21 juin 2008

The Bellrays en photos à La Maroquinerie




"Hello everybody, we are The Bellrays !".
Phrase habituelle d'annonce dite par Lisa Kekaula sur un tapis sonore constitué de larsen et de roulements de batterie tabassée. Effet immédiat : des frissons. Effets secondaires : un tourbillon. Quand The Bellrays montent sur scène, ils sont en sueur en cinq minutes. Et nous en trois.

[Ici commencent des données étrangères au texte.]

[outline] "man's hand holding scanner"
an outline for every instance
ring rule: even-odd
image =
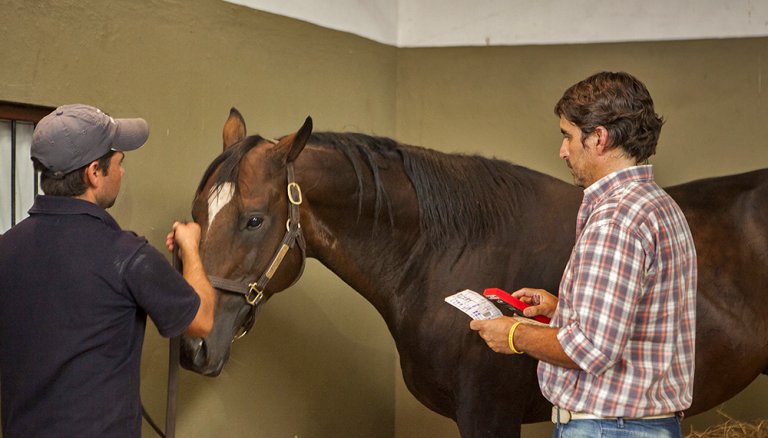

Bob Vennum est passé de la basse à la guitare depuis le départ de Tony Fate qui ne pouvait plus suivre le rythme incessant des tournées. Les Bellrays sont en effet inlassablement sur la route. Prennent juste le temps de s'arrêter pour enregistrer un album afin de justifier de nouvelles dates. On redécouvre Bob à la guitare avec une présence éléctrique qui en impose. Le nouveau bassiste se donne beaucoup, comme conscient qu'il a trois putain de machines à rock n'roll à ses côtés et qu'il doit se défoncer au risque de passer simplement inaperçu. Craig Waters a la batterie à une gueule, une gestuelle, une frappe, une bonhomie qui attirent les regards. Ce type ne s'assoit pas à son siège pour réciter : il imprime, upgrade les tempos, presse les rythmes comme les enchaînements. Car c'est aussi ça les Bellrays : un enchaînement quasi ininterrompu d'effluves rock, soul, punk et jazz. Respirer entre les morceaux...pourquoi faire ? On sue de bonheur avec eux. On se brûle à leurs contacts et on en redemande, comme un plaisir masochiste un brin coupable.

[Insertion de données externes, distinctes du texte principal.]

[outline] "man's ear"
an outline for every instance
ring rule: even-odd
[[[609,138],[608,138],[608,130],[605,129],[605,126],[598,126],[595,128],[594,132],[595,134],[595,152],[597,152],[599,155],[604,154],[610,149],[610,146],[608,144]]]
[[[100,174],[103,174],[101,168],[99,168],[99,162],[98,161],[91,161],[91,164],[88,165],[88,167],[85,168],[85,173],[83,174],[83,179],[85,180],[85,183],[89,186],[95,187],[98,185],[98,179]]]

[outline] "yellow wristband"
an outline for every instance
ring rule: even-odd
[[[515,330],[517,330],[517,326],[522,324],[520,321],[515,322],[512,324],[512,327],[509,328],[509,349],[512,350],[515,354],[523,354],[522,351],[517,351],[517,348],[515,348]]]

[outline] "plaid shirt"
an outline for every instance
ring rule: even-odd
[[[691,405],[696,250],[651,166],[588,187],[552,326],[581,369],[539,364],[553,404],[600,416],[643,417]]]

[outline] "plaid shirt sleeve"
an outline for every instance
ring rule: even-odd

Et puis il y a Lisa Kekaula. Bob est son guitariste, en est amoureux et l'a même épousée. On ne peut que le comprendre. Cette disponibilité par rapport à sa musique laisse sur place. On est fasciné par le grain de sa voix, sa puissance et sa faculté d'être dans la bonne émotion à la seconde prés. Enchaîné un plan soul avec un plan rock n'roll qui fricote avec le punk pourrait paraître incongru, voir vulgaire. Avec elle, cela touche à l'évidence. Elle nous carresse puis nous fouette le visage, le tout avec un sourire désarmant. Elle joue avec nous sans le vouloir et on est là comme ça, non pas à attendre, mais à sauter avec elle pour la suivre dans ses élans de prêcheuse soul.

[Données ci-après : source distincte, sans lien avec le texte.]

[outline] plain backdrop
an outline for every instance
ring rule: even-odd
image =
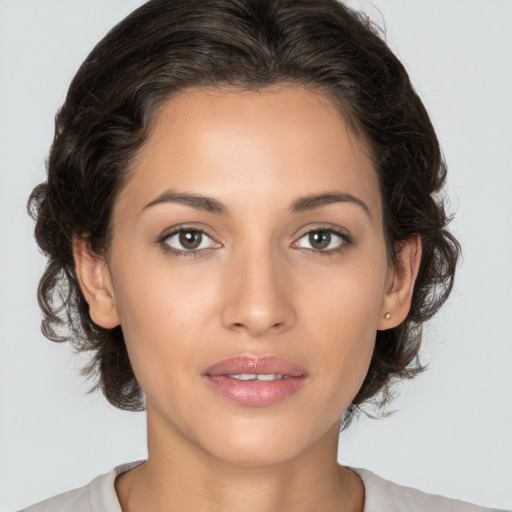
[[[138,0],[0,0],[0,510],[144,458],[143,413],[78,377],[83,359],[42,337],[44,268],[25,204],[44,179],[53,118],[92,46]],[[427,328],[429,370],[396,412],[361,418],[340,461],[401,484],[512,507],[512,2],[363,0],[402,59],[449,165],[456,287]]]

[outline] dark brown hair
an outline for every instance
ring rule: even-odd
[[[336,0],[152,0],[114,27],[78,70],[57,114],[48,180],[29,200],[48,256],[39,286],[43,333],[91,351],[84,373],[121,409],[143,408],[121,327],[94,324],[74,268],[72,239],[104,254],[113,203],[144,144],[155,109],[187,87],[254,90],[293,83],[320,91],[368,145],[393,260],[400,241],[421,237],[411,310],[376,333],[370,369],[344,417],[391,384],[421,371],[421,325],[453,285],[459,246],[438,197],[446,166],[407,72],[359,13]],[[380,393],[379,393],[380,392]]]

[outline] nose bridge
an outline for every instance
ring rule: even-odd
[[[228,279],[230,292],[222,315],[226,327],[261,336],[293,323],[285,261],[271,244],[239,248]]]

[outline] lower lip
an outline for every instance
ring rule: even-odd
[[[208,375],[208,384],[219,395],[241,405],[262,407],[273,405],[295,394],[305,377],[288,377],[272,381],[238,380],[225,375]]]

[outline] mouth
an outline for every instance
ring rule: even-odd
[[[297,393],[307,379],[304,368],[276,356],[238,356],[206,369],[204,377],[217,394],[240,405],[262,407]]]
[[[226,375],[226,377],[230,379],[236,379],[236,380],[243,380],[243,381],[249,381],[249,380],[259,380],[259,381],[265,381],[265,382],[271,382],[273,380],[280,380],[280,379],[289,379],[289,375],[280,375],[278,373],[235,373],[231,375]]]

La sincérité du propos, la qualité d'interprétation, les sourires omniprésents, la sueur, l'âme de l'ensemble, l'énergie nous font comprendre que nous sommes des privilégiés dans cette salle de 500 personnes aux dimensions chaleureuses qu'est La Maroquinerie. Car ce groupe qui existe depuis 1992 à 7 albums à son actifs. 5 enregistrés avec un simple magnéto (dans une pièce qu'on imagine minuscule et accolée à un vésuve), et les 2 derniers dans des conditions plus confortables et qui exploreront un peu plus une voix soul avec un son bien plus ample. Les critiques sont unanimes et 15 ans après, on ne se les tape pas dans des grandes salles mais dans des conditions club.
Une injustice pour eux mais un plaisir égoïste pour nous.